Structured Textualization of Ground Truth: The process of converting pixels (color), polygons (shape), and bboxes (relation) into natural language facts has intrinsic reusable value.
Efficient Query Adaptation: The offset estimator is a simple MLP that leaves the LVLM untouched, yet upgrades the "static vector" to a "per-query vector" with high cost-efficiency.

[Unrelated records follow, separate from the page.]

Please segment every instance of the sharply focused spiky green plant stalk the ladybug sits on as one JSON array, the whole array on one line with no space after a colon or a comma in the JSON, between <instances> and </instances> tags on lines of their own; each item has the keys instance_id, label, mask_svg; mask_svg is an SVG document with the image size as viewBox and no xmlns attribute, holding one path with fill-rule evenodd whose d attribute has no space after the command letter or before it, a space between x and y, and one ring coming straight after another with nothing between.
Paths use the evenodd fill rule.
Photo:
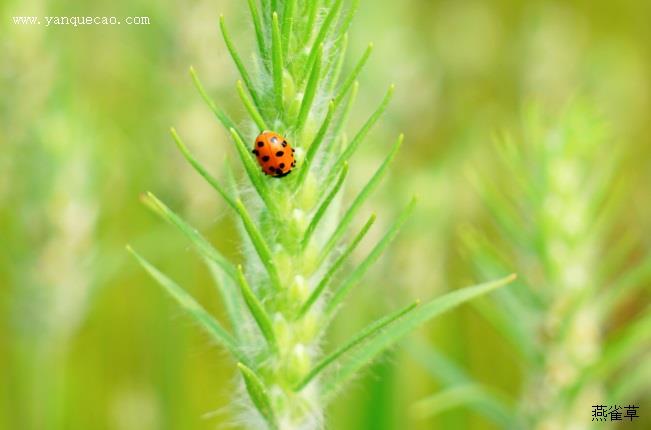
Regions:
<instances>
[{"instance_id":1,"label":"sharply focused spiky green plant stalk the ladybug sits on","mask_svg":"<svg viewBox=\"0 0 651 430\"><path fill-rule=\"evenodd\" d=\"M343 0L260 4L249 0L258 48L255 60L260 64L252 73L238 54L224 17L220 18L224 42L241 75L237 93L250 123L260 130L271 127L296 149L295 172L285 178L271 178L261 172L245 144L254 141L255 135L236 127L190 69L201 97L230 132L255 194L243 193L246 185L235 192L228 190L197 161L174 129L172 137L190 165L237 215L244 241L241 266L236 269L153 194L144 198L150 208L185 234L223 284L219 291L235 335L226 332L177 284L134 255L240 362L249 404L269 428L322 427L327 400L382 351L428 320L511 280L454 291L422 306L406 306L371 323L333 352L321 352L319 345L335 310L397 236L415 206L414 199L359 266L338 278L375 215L350 242L344 238L362 205L388 174L403 141L401 135L392 148L387 148L384 162L340 214L336 207L351 157L385 112L394 90L393 86L389 88L379 107L348 142L343 130L358 91L356 79L372 47L349 76L339 77L346 32L357 5L357 1L347 4ZM326 294L328 290L333 294ZM256 326L257 330L250 329ZM322 375L333 368L339 371L322 381ZM256 427L253 421L247 423Z\"/></svg>"}]
</instances>

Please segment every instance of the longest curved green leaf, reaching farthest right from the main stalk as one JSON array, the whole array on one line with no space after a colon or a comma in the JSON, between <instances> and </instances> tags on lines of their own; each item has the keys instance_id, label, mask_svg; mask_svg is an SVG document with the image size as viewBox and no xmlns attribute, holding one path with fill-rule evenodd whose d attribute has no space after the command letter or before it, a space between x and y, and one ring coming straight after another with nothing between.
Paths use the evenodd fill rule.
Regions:
<instances>
[{"instance_id":1,"label":"longest curved green leaf, reaching farthest right from the main stalk","mask_svg":"<svg viewBox=\"0 0 651 430\"><path fill-rule=\"evenodd\" d=\"M342 364L338 371L326 380L325 386L323 387L324 398L326 400L331 398L359 370L371 363L381 352L395 345L412 330L432 318L454 309L469 300L487 294L496 288L502 287L514 279L515 275L510 275L497 281L463 288L436 298L419 307L396 324L387 328L383 333L367 342L364 348L360 348L355 351L355 354L351 354L347 362Z\"/></svg>"}]
</instances>

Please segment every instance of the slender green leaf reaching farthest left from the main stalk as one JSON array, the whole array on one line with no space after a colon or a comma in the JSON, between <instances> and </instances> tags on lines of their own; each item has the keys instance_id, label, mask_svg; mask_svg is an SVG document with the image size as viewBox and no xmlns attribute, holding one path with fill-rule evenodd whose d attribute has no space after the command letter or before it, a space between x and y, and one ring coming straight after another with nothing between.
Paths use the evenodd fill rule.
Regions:
<instances>
[{"instance_id":1,"label":"slender green leaf reaching farthest left from the main stalk","mask_svg":"<svg viewBox=\"0 0 651 430\"><path fill-rule=\"evenodd\" d=\"M130 246L127 251L133 255L138 263L151 275L156 282L186 311L204 330L208 332L218 343L224 346L238 360L246 362L247 359L239 351L238 345L233 337L208 313L190 294L161 273L151 263L141 257Z\"/></svg>"}]
</instances>

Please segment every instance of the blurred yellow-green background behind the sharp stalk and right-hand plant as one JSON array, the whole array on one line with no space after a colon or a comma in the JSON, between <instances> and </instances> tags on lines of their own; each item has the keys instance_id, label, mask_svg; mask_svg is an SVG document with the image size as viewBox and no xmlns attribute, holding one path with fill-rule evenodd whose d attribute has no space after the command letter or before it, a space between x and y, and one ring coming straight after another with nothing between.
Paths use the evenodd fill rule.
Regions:
<instances>
[{"instance_id":1,"label":"blurred yellow-green background behind the sharp stalk and right-hand plant","mask_svg":"<svg viewBox=\"0 0 651 430\"><path fill-rule=\"evenodd\" d=\"M0 428L189 430L231 422L234 366L124 250L133 244L222 314L188 243L139 202L155 191L238 258L230 213L168 135L176 126L215 172L231 153L187 72L194 65L214 98L245 118L220 13L240 50L252 49L238 0L0 3ZM16 15L149 16L151 25L45 28L14 25ZM362 2L350 52L369 41L376 49L351 123L363 120L388 83L397 84L397 96L356 156L350 186L405 132L393 174L367 206L387 220L405 200L396 195L417 193L421 203L355 293L355 312L337 322L332 342L397 298L429 299L480 280L459 230L481 228L490 216L468 172L479 165L503 174L494 167L492 136L517 128L531 102L554 111L580 94L601 112L609 145L626 154L628 185L618 188L622 210L613 223L632 229L639 252L651 250L649 16L651 3L637 0ZM645 282L618 324L648 303ZM410 342L437 345L496 390L515 394L523 383L508 343L471 307ZM387 354L342 393L330 428L496 428L465 408L429 418L410 413L439 385L409 351ZM622 399L641 406L637 428L651 426L649 395Z\"/></svg>"}]
</instances>

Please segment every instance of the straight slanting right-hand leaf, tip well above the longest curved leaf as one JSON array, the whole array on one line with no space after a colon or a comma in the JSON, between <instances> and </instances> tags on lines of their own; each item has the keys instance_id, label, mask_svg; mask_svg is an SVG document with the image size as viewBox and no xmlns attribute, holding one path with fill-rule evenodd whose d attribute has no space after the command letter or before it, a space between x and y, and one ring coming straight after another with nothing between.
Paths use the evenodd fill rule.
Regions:
<instances>
[{"instance_id":1,"label":"straight slanting right-hand leaf, tip well above the longest curved leaf","mask_svg":"<svg viewBox=\"0 0 651 430\"><path fill-rule=\"evenodd\" d=\"M332 298L328 302L325 308L326 315L332 315L337 307L343 302L344 298L348 294L351 288L359 283L359 281L364 277L368 269L377 261L378 258L382 255L387 246L395 239L398 235L398 232L407 221L407 218L411 215L414 207L416 206L416 199L412 199L411 202L407 205L405 209L400 213L398 219L389 227L389 230L384 234L382 239L373 247L371 252L366 256L366 258L355 268L355 270L348 275L348 277L342 282L341 286L335 291Z\"/></svg>"}]
</instances>

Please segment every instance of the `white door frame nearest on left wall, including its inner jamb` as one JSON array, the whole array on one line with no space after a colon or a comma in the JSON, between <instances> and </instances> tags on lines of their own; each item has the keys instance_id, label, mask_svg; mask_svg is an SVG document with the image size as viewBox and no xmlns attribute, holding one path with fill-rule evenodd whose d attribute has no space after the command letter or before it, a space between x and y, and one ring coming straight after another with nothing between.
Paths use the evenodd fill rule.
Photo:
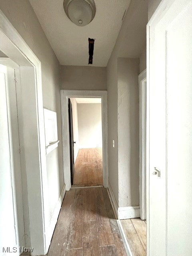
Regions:
<instances>
[{"instance_id":1,"label":"white door frame nearest on left wall, including its inner jamb","mask_svg":"<svg viewBox=\"0 0 192 256\"><path fill-rule=\"evenodd\" d=\"M24 158L21 169L26 191L25 233L29 236L26 246L34 248L31 255L42 255L48 252L53 230L49 218L41 62L1 10L0 44L2 52L20 66L16 84L22 89L18 94L18 121Z\"/></svg>"}]
</instances>

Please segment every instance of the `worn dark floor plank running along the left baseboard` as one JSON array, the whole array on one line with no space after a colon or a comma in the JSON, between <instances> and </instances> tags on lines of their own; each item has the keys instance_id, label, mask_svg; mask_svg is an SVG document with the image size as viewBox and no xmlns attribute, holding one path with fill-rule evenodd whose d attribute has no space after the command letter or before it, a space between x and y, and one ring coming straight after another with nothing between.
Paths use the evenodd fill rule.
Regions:
<instances>
[{"instance_id":1,"label":"worn dark floor plank running along the left baseboard","mask_svg":"<svg viewBox=\"0 0 192 256\"><path fill-rule=\"evenodd\" d=\"M56 228L52 236L48 256L65 254L74 197L75 191L70 190L67 191L65 194L60 214L58 217L58 222L56 224Z\"/></svg>"}]
</instances>

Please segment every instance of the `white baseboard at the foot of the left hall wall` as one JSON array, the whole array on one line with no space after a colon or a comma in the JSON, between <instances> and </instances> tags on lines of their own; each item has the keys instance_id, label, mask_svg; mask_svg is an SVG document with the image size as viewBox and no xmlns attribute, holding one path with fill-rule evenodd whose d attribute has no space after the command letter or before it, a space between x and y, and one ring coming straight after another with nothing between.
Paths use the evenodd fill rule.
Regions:
<instances>
[{"instance_id":1,"label":"white baseboard at the foot of the left hall wall","mask_svg":"<svg viewBox=\"0 0 192 256\"><path fill-rule=\"evenodd\" d=\"M53 232L54 232L54 229L55 229L55 226L56 226L56 223L57 223L57 219L58 219L58 216L59 216L59 212L60 212L60 209L61 209L61 206L62 206L62 202L63 202L63 199L64 199L64 196L65 196L65 192L66 192L66 189L65 189L65 185L63 186L63 189L62 189L62 192L60 194L60 197L56 203L56 206L54 208L54 211L51 215L51 218L50 218L50 236L53 235Z\"/></svg>"}]
</instances>

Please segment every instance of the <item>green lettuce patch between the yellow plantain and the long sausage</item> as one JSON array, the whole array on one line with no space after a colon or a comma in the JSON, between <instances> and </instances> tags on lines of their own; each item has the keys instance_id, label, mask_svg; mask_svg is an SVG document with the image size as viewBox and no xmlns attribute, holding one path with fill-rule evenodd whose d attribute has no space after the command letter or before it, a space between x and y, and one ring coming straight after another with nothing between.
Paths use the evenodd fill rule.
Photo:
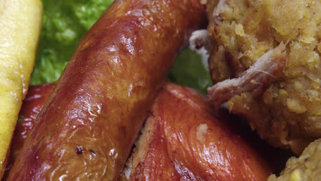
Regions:
<instances>
[{"instance_id":1,"label":"green lettuce patch between the yellow plantain and the long sausage","mask_svg":"<svg viewBox=\"0 0 321 181\"><path fill-rule=\"evenodd\" d=\"M43 0L45 10L30 84L55 82L78 42L112 0Z\"/></svg>"}]
</instances>

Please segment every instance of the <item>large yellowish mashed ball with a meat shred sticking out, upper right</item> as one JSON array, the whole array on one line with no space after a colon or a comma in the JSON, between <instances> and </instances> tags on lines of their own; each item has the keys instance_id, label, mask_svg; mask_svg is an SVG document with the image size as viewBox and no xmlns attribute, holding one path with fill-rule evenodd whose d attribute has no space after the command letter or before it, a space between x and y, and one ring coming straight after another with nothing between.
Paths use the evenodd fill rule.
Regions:
<instances>
[{"instance_id":1,"label":"large yellowish mashed ball with a meat shred sticking out, upper right","mask_svg":"<svg viewBox=\"0 0 321 181\"><path fill-rule=\"evenodd\" d=\"M219 82L209 97L300 154L321 136L321 1L221 0L208 10Z\"/></svg>"}]
</instances>

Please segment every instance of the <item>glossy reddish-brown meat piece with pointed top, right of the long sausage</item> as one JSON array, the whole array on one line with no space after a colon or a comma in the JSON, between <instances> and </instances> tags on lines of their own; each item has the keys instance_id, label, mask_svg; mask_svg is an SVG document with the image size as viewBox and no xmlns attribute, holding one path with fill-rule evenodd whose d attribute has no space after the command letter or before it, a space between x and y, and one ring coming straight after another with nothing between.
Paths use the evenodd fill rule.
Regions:
<instances>
[{"instance_id":1,"label":"glossy reddish-brown meat piece with pointed top, right of the long sausage","mask_svg":"<svg viewBox=\"0 0 321 181\"><path fill-rule=\"evenodd\" d=\"M231 121L196 90L165 84L122 180L265 181L270 165Z\"/></svg>"}]
</instances>

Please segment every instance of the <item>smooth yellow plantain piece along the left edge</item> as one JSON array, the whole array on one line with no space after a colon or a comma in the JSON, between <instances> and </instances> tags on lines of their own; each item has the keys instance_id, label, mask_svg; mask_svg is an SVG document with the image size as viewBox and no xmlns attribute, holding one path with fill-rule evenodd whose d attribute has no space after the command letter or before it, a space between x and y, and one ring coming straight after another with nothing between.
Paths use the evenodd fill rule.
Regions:
<instances>
[{"instance_id":1,"label":"smooth yellow plantain piece along the left edge","mask_svg":"<svg viewBox=\"0 0 321 181\"><path fill-rule=\"evenodd\" d=\"M40 0L0 0L0 180L43 23Z\"/></svg>"}]
</instances>

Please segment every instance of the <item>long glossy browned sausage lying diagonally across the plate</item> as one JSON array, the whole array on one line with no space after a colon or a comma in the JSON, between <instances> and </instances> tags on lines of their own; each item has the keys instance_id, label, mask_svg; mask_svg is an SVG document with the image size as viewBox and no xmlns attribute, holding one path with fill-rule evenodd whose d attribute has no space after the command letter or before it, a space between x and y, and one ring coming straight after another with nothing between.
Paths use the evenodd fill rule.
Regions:
<instances>
[{"instance_id":1,"label":"long glossy browned sausage lying diagonally across the plate","mask_svg":"<svg viewBox=\"0 0 321 181\"><path fill-rule=\"evenodd\" d=\"M8 180L118 180L197 0L115 1L78 45Z\"/></svg>"}]
</instances>

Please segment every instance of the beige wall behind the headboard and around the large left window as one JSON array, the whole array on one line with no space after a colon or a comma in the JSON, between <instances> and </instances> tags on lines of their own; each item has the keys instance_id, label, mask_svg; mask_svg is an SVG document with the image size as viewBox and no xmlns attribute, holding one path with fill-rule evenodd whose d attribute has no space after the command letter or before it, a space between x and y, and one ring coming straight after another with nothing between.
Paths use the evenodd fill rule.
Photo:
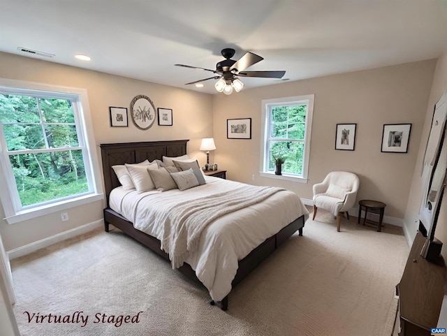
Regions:
<instances>
[{"instance_id":1,"label":"beige wall behind the headboard and around the large left window","mask_svg":"<svg viewBox=\"0 0 447 336\"><path fill-rule=\"evenodd\" d=\"M0 78L87 89L97 144L189 139L188 152L191 156L199 159L201 164L206 161L205 154L198 148L202 138L212 136L212 96L209 94L1 52ZM132 98L138 94L149 96L155 108L172 108L173 126L158 126L154 122L150 129L142 131L133 125L129 115L129 127L110 127L109 106L129 110ZM97 151L99 156L99 148ZM70 220L66 222L62 222L60 214L55 213L9 225L3 220L4 211L0 205L0 234L6 251L10 251L101 220L102 210L103 202L99 201L68 210Z\"/></svg>"}]
</instances>

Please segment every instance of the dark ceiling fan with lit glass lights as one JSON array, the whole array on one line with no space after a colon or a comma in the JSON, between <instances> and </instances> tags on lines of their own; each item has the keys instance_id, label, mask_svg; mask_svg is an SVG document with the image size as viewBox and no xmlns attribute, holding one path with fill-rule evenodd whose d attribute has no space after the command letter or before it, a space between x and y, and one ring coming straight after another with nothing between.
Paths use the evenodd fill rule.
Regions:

Limitations & Future Work¶

Dependence on Dense Ground Truth: The textualization process relies on datasets like COCO with category/segmentation/bbox annotations. Generating facts in unannotated or weakly-annotated domains remains a challenge.
Need for an External LVLM \(F\): While \(F\) does not participate in the final inference, the construction phase still introduces a dependency on an additional large model.
Hallucination-Comprehensiveness Trade-off: There is a trade-off between suppressing hallucinations and response completeness. The paper notes minor changes in the Cover metric, suggesting a potential sacrifice in coverage when hallucinations are strongly suppressed.
Hyperparameters like editing strength \(\alpha\) and count \(K\) are sensitive; optimal configurations across different models still require tuning.

Activation Editing Path: VTI (stable visual features across perturbations) and ICT (global noise + local blur for untrustworthy semantics) are the direct competitors. AFTER differs by introducing positive factual guidance and query adaptation.
Other Inference-time Methods: VCD, OPERA, and other contrastive decoding or iterative correction methods have higher overhead. Training-based methods like HACL require retraining. AFTER falls into the "low overhead + portable" category.
Insights: The fact textualization approach can be extended to other scenarios where priors override evidence (e.g., language priors in VQA, layout priors in document understanding). The "general vector + lightweight estimator for offset" is a universal paradigm for upgrading static interventions to input-adaptive ones, which is valuable for future representation engineering research.

Rating¶

Novelty: ⭐⭐⭐⭐ — First systematic introduction of positive fact guidance in activation editing with query-adaptive offsets via a lightweight estimator.
Experimental Thoroughness: ⭐⭐⭐⭐ — Covers POPE/MME/AMBER benchmarks, three LVLMs, and both discriminative/generative tasks with ablation and cross-distribution tests.
Writing Quality: ⭐⭐⭐⭐ — Logical flow from motivation to method is smooth; Figure 2 and equations are well-aligned.
Value: ⭐⭐⭐⭐ — High reference value for deploying LVLMs with suppressed hallucinations due to its low cost, portability, and lack of harm to general abilities. The main constraint is the reliance on dense annotations.